The assumptions of models in function space are intuitively controlled by kernels, which often encode higher level properties of functions, such as smoothness and periodicity. Many kernels are stationary, meaning that they are translation invariant. Functions drawn from a Gaussian process with a stationary kernel have roughly the same high-level properties (such as rate of variation) regardless of where we look in the input space.

Gaussian processes are a relatively general model class, containing many examples of models we are already familiar with, including polynomials, Fourier series, and so on, as long as we have a Gaussian prior over the parameters.

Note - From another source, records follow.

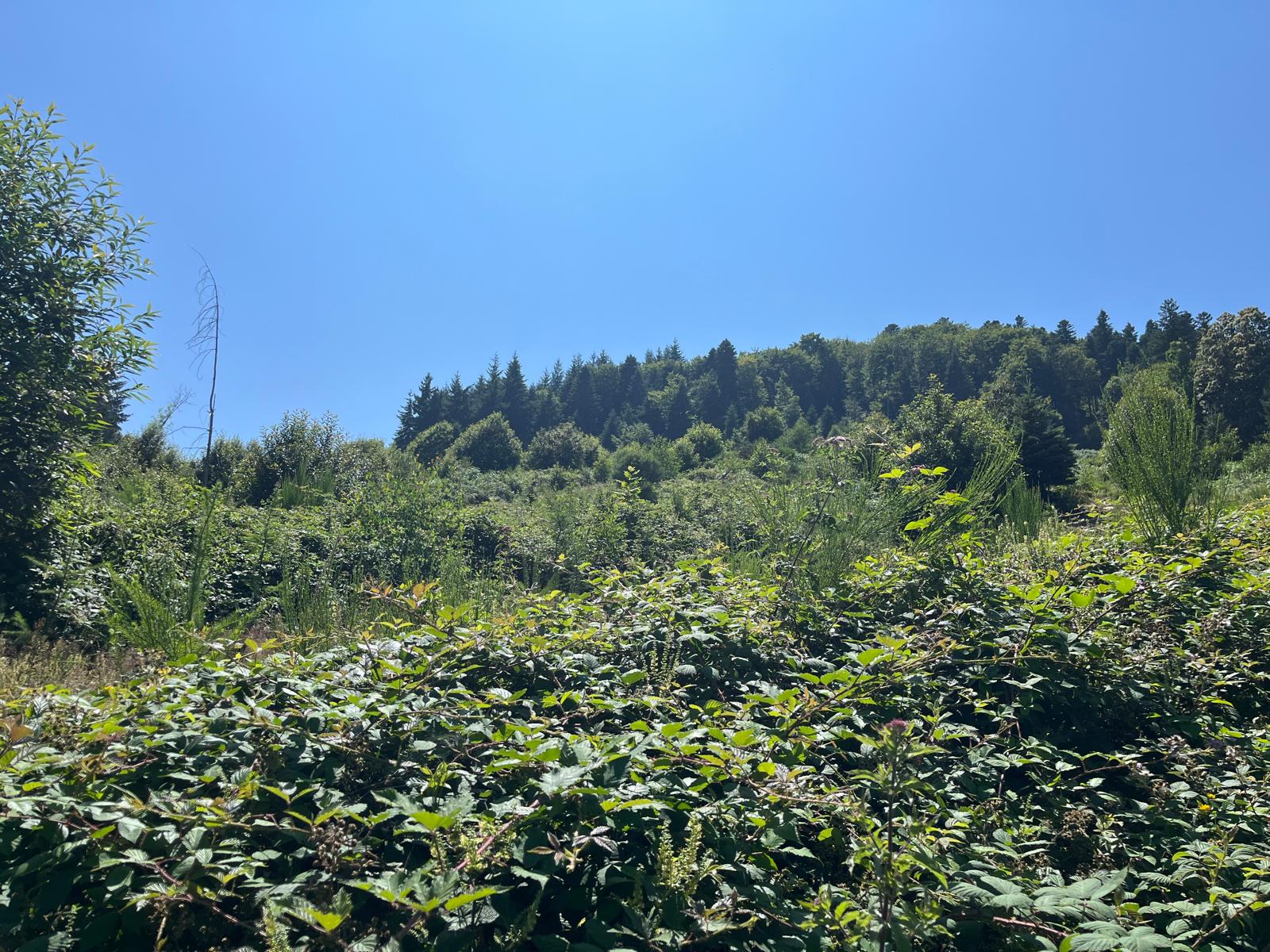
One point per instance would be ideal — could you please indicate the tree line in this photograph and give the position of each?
(1051, 387)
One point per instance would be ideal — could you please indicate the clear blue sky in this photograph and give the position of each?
(391, 188)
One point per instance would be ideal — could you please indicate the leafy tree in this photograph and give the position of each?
(67, 340)
(433, 442)
(1232, 372)
(952, 433)
(1153, 452)
(652, 465)
(765, 423)
(300, 450)
(563, 446)
(706, 441)
(489, 444)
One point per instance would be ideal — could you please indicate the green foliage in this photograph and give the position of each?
(706, 441)
(67, 340)
(653, 463)
(433, 442)
(1232, 372)
(563, 446)
(952, 433)
(765, 423)
(1022, 509)
(1153, 454)
(489, 444)
(948, 752)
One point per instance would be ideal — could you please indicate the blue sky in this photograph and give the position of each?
(391, 188)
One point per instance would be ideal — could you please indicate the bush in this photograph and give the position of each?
(563, 446)
(956, 433)
(1153, 454)
(433, 442)
(765, 423)
(654, 463)
(705, 440)
(298, 451)
(225, 457)
(489, 444)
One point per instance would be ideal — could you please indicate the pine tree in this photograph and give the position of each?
(581, 404)
(489, 390)
(1102, 344)
(679, 413)
(630, 387)
(457, 403)
(723, 362)
(516, 400)
(422, 409)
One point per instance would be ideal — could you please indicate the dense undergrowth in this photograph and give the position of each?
(949, 750)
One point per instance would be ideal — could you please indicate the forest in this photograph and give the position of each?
(952, 639)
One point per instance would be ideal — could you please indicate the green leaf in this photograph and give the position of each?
(468, 898)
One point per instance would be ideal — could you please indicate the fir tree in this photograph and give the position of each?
(516, 400)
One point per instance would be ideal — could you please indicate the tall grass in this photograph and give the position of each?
(1153, 452)
(1022, 511)
(148, 621)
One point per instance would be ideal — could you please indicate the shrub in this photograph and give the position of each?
(563, 446)
(954, 433)
(765, 423)
(654, 463)
(1153, 454)
(433, 442)
(489, 444)
(220, 463)
(705, 440)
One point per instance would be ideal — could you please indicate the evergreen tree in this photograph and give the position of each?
(1103, 346)
(723, 362)
(489, 390)
(630, 386)
(516, 400)
(679, 410)
(582, 405)
(1130, 348)
(457, 404)
(1232, 372)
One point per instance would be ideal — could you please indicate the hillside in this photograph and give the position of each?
(1060, 746)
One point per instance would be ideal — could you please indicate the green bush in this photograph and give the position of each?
(489, 444)
(653, 463)
(765, 424)
(433, 442)
(1153, 452)
(563, 446)
(705, 440)
(683, 759)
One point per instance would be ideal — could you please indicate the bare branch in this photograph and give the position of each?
(206, 343)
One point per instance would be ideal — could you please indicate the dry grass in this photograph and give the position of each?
(41, 663)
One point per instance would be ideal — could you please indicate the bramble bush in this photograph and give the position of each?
(946, 753)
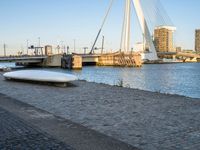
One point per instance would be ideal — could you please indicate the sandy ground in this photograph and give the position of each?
(143, 119)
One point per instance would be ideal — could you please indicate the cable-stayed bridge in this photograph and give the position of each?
(150, 14)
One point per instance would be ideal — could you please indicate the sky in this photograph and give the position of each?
(61, 22)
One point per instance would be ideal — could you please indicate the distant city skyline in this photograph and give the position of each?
(57, 22)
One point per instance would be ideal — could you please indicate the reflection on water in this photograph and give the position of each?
(182, 79)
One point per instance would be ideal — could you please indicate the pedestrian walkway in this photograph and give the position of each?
(17, 134)
(25, 127)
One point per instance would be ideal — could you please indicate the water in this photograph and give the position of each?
(181, 79)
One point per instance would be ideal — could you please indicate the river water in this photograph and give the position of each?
(180, 78)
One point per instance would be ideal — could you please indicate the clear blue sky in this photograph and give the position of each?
(65, 20)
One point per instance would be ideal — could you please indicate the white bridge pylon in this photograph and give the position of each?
(125, 37)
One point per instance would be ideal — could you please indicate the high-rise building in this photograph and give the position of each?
(163, 38)
(197, 40)
(48, 50)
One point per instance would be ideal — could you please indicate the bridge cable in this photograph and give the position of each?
(104, 20)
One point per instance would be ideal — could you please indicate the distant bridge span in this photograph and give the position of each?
(29, 59)
(179, 54)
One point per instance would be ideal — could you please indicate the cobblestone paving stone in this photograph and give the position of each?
(16, 134)
(143, 119)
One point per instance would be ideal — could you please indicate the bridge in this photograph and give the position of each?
(185, 57)
(24, 60)
(33, 59)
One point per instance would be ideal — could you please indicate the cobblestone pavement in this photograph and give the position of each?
(143, 119)
(16, 134)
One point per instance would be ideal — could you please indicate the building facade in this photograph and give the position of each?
(48, 50)
(197, 40)
(163, 38)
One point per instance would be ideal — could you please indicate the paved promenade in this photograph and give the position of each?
(142, 119)
(25, 127)
(16, 134)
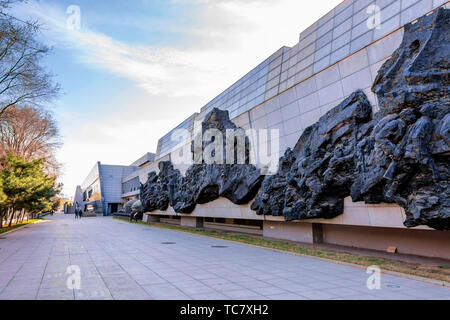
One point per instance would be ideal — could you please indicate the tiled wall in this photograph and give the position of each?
(335, 56)
(111, 179)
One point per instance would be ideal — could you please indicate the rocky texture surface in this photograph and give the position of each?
(401, 154)
(204, 181)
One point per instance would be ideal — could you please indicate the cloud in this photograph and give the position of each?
(228, 38)
(221, 40)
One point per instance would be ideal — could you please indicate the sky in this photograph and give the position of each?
(131, 71)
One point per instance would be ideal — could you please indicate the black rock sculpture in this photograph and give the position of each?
(400, 155)
(204, 181)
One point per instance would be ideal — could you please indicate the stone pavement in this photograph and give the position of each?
(119, 260)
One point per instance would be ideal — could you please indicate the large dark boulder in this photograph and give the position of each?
(205, 181)
(399, 155)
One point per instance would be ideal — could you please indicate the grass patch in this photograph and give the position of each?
(435, 272)
(15, 226)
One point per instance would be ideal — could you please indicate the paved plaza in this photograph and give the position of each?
(119, 260)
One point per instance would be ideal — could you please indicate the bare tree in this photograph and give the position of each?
(23, 80)
(31, 133)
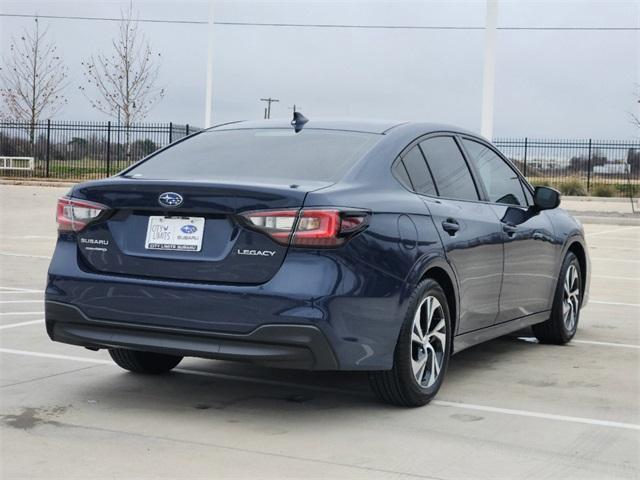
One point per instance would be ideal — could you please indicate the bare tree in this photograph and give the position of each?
(125, 80)
(33, 78)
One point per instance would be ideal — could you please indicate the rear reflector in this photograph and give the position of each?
(73, 215)
(324, 227)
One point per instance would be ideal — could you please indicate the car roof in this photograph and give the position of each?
(376, 126)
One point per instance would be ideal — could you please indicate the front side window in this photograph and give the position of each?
(450, 171)
(501, 181)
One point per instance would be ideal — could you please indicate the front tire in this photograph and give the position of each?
(422, 353)
(144, 362)
(565, 312)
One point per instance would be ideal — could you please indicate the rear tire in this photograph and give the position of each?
(565, 312)
(422, 353)
(144, 362)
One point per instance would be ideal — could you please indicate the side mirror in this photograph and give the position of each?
(546, 198)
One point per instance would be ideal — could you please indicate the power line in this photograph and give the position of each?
(323, 25)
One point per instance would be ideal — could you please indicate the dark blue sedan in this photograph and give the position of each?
(320, 245)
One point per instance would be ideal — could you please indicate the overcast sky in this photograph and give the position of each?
(548, 83)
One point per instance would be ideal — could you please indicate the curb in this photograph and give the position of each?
(600, 199)
(607, 220)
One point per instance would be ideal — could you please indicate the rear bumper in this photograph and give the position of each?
(287, 346)
(355, 306)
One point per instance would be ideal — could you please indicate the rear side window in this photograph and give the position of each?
(450, 171)
(501, 181)
(418, 172)
(264, 155)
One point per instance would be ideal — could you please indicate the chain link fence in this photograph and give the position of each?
(87, 150)
(80, 150)
(606, 168)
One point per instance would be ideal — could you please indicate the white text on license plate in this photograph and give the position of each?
(175, 233)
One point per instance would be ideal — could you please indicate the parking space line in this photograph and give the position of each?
(12, 254)
(442, 403)
(11, 292)
(54, 356)
(606, 344)
(622, 304)
(546, 416)
(21, 313)
(610, 231)
(607, 259)
(21, 301)
(613, 277)
(18, 290)
(21, 324)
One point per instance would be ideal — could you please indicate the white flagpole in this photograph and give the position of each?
(209, 87)
(489, 70)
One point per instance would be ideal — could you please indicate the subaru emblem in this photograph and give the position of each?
(189, 229)
(170, 199)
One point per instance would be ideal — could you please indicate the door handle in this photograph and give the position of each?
(451, 226)
(510, 230)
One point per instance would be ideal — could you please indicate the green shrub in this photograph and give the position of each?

They also include neural networks with an infinite number of parameters, even without Gaussian distributions over the parameters. This connection, discovered by Radford Neal, triggered machine learning researchers to move away from neural networks, and towards Gaussian processes.

18.2.7. Exercises

  1. Draw sample prior functions from a GP with an Ornstein-Uhlenbeck (OU) kernel, \(k_{\text{OU}}(x,x') = \exp\left(-\frac{1}{2\ell}||x - x'|\right)\). If you fix the lengthscale \(\ell\) to be the same, how do these functions look different than sample functions from a GP with an RBF kernel?

  2. How does changing the amplitude \(a^2\) of the RBF kernel affect the distribution over functions?

  3. Suppose we form \(u(x) = f(x) + 2g(x)\), where \(f(x) \sim \mathcal{GP}(m_1,k_1)\) and \(g(x) \sim \mathcal{GP}(m_2,k_2)\). Is \(u(x)\) a Gaussian process, and if so, what is its mean and covariance function?

  4. Suppose we form \(g(x) = a(x)f(x)\), where \(f(x) \sim \mathcal{GP}(0,k)\) and \(a(x) = x^2\). Is \(g(x)\) a Gaussian process, and if so, what is its mean and covariance function? What is the effect of \(a(x)\)? What do sample functions drawn from \(g(x)\) look like?

  5. Suppose we form \(u(x) = f(x)g(x)\), where \(f(x) \sim \mathcal{GP}(m_1,k_1)\) and \(g(x) \sim \mathcal{GP}(m_2,k_2)\). Is \(u(x)\) a Gaussian process, and if so, what is its mean and covariance function?